Ik ga naar Italië en neem mee terug…

culinair / combinatie van verse pluk en eenvoudige gerechten

Reist u deze zomer richting Italië? Geniet van stad, streek en strand en vergeet vooral ook niet dé specialiteiten uit de lokale keuken. Culinair journalist Marco Bosmans beproefde enkele klassiekers en doet suggesties voor wie thuis wil nagenieten.

Italië pleziert doorgaans alle zintuigen. Na een Toscaanse heuveltocht, een dagje Gardameer of Milanese shopping­expeditie volgt ’s avonds een heerlijke climax: a Tavola! Dáár treft u de Italianen op hun best. Is het niet met een schort voor de buik, dan wel met de kurkentrekker in de hand.
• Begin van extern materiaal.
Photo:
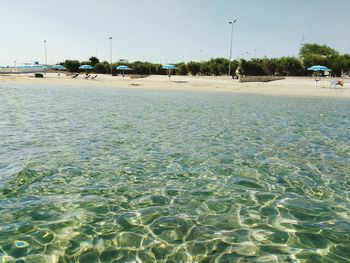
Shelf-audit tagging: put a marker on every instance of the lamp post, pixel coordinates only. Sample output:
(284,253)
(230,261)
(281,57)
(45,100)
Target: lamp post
(110,52)
(45,53)
(229,66)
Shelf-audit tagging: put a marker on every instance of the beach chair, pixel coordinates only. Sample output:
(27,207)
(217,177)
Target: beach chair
(335,84)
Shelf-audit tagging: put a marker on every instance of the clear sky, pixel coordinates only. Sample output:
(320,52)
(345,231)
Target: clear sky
(168,31)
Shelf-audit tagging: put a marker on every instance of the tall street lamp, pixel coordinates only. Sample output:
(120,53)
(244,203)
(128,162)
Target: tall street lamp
(229,65)
(110,52)
(45,53)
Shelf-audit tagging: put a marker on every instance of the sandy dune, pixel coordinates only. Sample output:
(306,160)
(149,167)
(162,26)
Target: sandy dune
(291,86)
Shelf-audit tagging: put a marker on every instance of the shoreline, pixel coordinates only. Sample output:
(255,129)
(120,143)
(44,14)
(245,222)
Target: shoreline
(290,86)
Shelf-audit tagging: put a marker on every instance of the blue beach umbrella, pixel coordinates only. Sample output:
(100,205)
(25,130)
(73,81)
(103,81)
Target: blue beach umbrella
(169,67)
(123,68)
(86,67)
(58,67)
(318,68)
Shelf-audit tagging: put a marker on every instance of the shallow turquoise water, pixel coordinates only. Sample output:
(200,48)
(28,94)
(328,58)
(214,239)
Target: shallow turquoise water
(96,175)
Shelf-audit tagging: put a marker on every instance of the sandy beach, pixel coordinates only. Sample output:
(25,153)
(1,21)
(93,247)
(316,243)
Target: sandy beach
(291,86)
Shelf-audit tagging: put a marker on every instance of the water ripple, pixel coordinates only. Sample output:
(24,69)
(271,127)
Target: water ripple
(109,175)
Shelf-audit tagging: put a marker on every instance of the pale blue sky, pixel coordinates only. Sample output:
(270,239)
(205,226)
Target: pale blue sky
(167,31)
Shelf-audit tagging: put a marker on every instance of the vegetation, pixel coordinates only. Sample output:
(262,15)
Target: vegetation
(309,55)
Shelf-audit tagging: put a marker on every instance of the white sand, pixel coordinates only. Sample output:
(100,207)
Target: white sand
(291,86)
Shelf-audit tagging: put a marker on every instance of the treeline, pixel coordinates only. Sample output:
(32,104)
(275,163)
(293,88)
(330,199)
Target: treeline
(309,55)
Nergens ter wereld vormen ziel en zaligheid zo’n eenheid. Dat heeft met de kunst van koken te maken en evenzo met verstand van smaken, maar die ziel komt voort uit liefde en trots. Vraag la mamma naar haar recept en ze zal u verlegen haar mooiste lach toewerpen. Een knipoog ook misschien. Maar nee, helaas, recepten deelt ze niet. Het hoogst haalbare is een proeve van haar lepel.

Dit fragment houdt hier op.